Avril 2056
La Chine est sur le point d’atteindre la neutralité carbone à l’aube des années 2060. Avec ce bond en avant à marche forcée, Pékin peut désormais se targuer du leadership environnemental.
La nuit a été courte pour Dane Vince. La faute à deux calaos à casque rond. Le couple de volatiles à la bosse d’ivoire rouge s’est installé dans la canopée urbaine face à son appartement. Leur cri régulier, se terminant en rire maléfique, l’a tiré du lit avant même le lever du soleil. Mais le septuagénaire, bien que brouillé par le manque de sommeil, n’en tient pas rigueur à ces oiseaux d’une beauté atypique. L’espèce a évité de justesse l’extinction au début du XXIe siècle. Sorti sur sa terrasse végétale, cet entrepreneur britannique gobe une capsule de théine en fixant placidement ces perturbateurs nocturnes en haut d’un figuier étrangleur.
Lorsque Dane Vince est arrivé en 2028 en Chine, c’est justement pour vivre au contact de cette flore et faune qu’il a choisi de s’installer au sud-est du pays, à Liuzhou, dans la région autonome zhuang du Guangxi, limitrophe avec le Vietnam. Cette métropole avait déjà à cette époque l’allure d’une véritable ville-forêt. Les nombreuses variétés de plantes et d’arbres se sont depuis tellement développées que, en 2056, elles drapent de nuances de vert les rues, façades et sommets des immeubles. Ce concept de ville-forêt, imaginé par l’architecte milanais Stefano Boeri, a essaimé ces trente dernières années dans tout le pays. La végétation dense des villes permet de capter du CO2 et améliore ainsi la qualité de l’air de la cité. Cette jungle urbaine joue un rôle majeur dans la réduction des épisodes d’airpocalypse, fréquents au début du siècle et saturant l’air des villes en pollution. Mais cela s’explique aussi et surtout par une pléiade de mesures politiques et d’innovations technologiques. Au fil des plans quinquennaux ces quarante dernières années, le Comité central du Parti communiste chinois a ainsi accentué la traque de la moindre particule de carbone.
Cette chasse a été officiellement lancée fin 2020 par le président d’alors, Xi Jinping, lors d’un discours annonçant l’objectif d’atteindre à l’échelle nationale la neutralité carbone en 2060.
À cette période, le pays émettait 14 milliards de tonnes de carbone par an.
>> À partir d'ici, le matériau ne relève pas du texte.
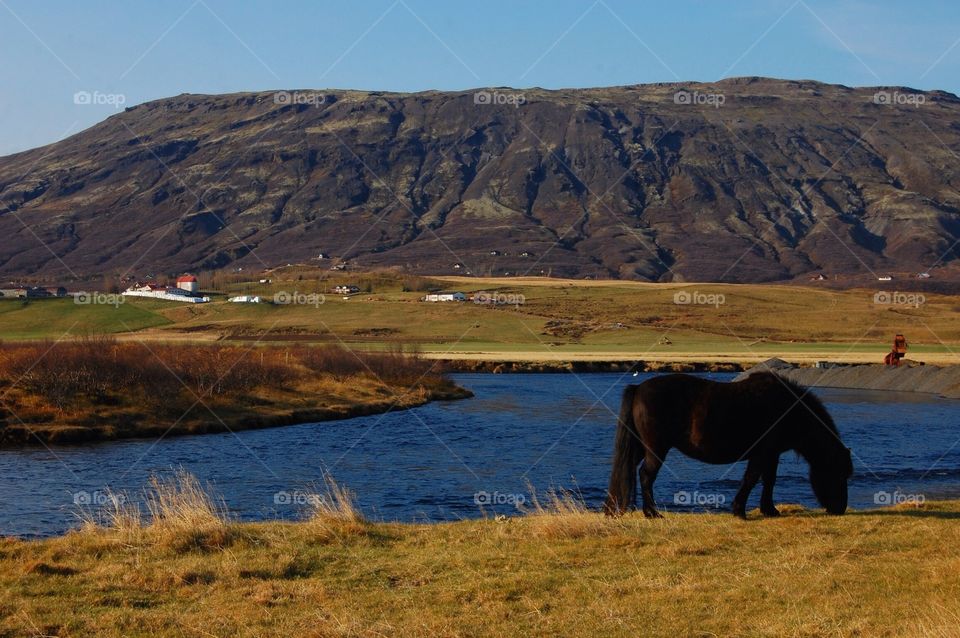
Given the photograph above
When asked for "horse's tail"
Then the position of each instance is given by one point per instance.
(627, 453)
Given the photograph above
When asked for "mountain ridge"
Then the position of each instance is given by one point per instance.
(766, 180)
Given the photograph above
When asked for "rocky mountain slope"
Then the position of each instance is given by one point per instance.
(747, 179)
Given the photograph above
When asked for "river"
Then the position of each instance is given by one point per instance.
(475, 457)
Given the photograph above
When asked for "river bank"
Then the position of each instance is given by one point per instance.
(587, 366)
(555, 569)
(909, 376)
(98, 390)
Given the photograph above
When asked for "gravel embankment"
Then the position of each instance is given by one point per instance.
(910, 376)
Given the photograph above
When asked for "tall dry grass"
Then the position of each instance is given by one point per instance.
(97, 369)
(182, 514)
(561, 513)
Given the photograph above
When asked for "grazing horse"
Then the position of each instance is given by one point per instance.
(756, 419)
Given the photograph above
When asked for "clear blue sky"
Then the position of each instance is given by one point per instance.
(148, 50)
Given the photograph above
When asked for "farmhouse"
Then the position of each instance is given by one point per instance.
(188, 283)
(445, 296)
(156, 291)
(346, 290)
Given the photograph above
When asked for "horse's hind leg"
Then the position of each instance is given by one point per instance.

Cette quantité a augmenté jusqu’au pic d’émissions de carbone en Chine juste avant 2030.
Pour mener la guerre face à ce polluant, l’arme la plus efficace du pays reste en 2056 son marché national du carbone. Il a été lancé début 2021 après plusieurs années d’expérimentation au niveau régional. Depuis cette date, l’État attribue des quotas annuels gratuits aux principaux émetteurs de carbone du pays et les réduit d’une année sur l’autre. Les entreprises qui émettent plus que ce qui leur a été alloué doivent acheter des droits à émettre auprès d’entreprises qui sont restées en dessous de leur quota. À défaut, elles s’acquittent d’une amende proportionnelle au surplus de carbone rejeté. Au lancement du marché chinois, la tonne de carbone se chiffrait à moins de 10 euros et les quotas ne concernaient qu’un peu plus de 2 000 centrales à charbon. Mais, en même temps que le marché intégrait d’autres pollueurs, issus des domaines de l’industrie, des transports, de la construction ou encore de l’agriculture, le prix de la tonne a progressivement augmenté. Il joue pleinement son rôle dans la réduction drastique des émissions de carbone depuis que la tonne a atteint les 100 euros. Et la tendance n’est pas près de s’inverser. La tonne pourrait même dépasser les 150 euros d’ici quatre ans en 2060, prédisent certains économistes de l’université de Tsinghua à Pékin. En fixant un prix au carbone, et en l’augmentant au fil des ans, le marché chinois a ainsi incité les entreprises à investir dans des équipements moins polluants pour échapper aux amendes.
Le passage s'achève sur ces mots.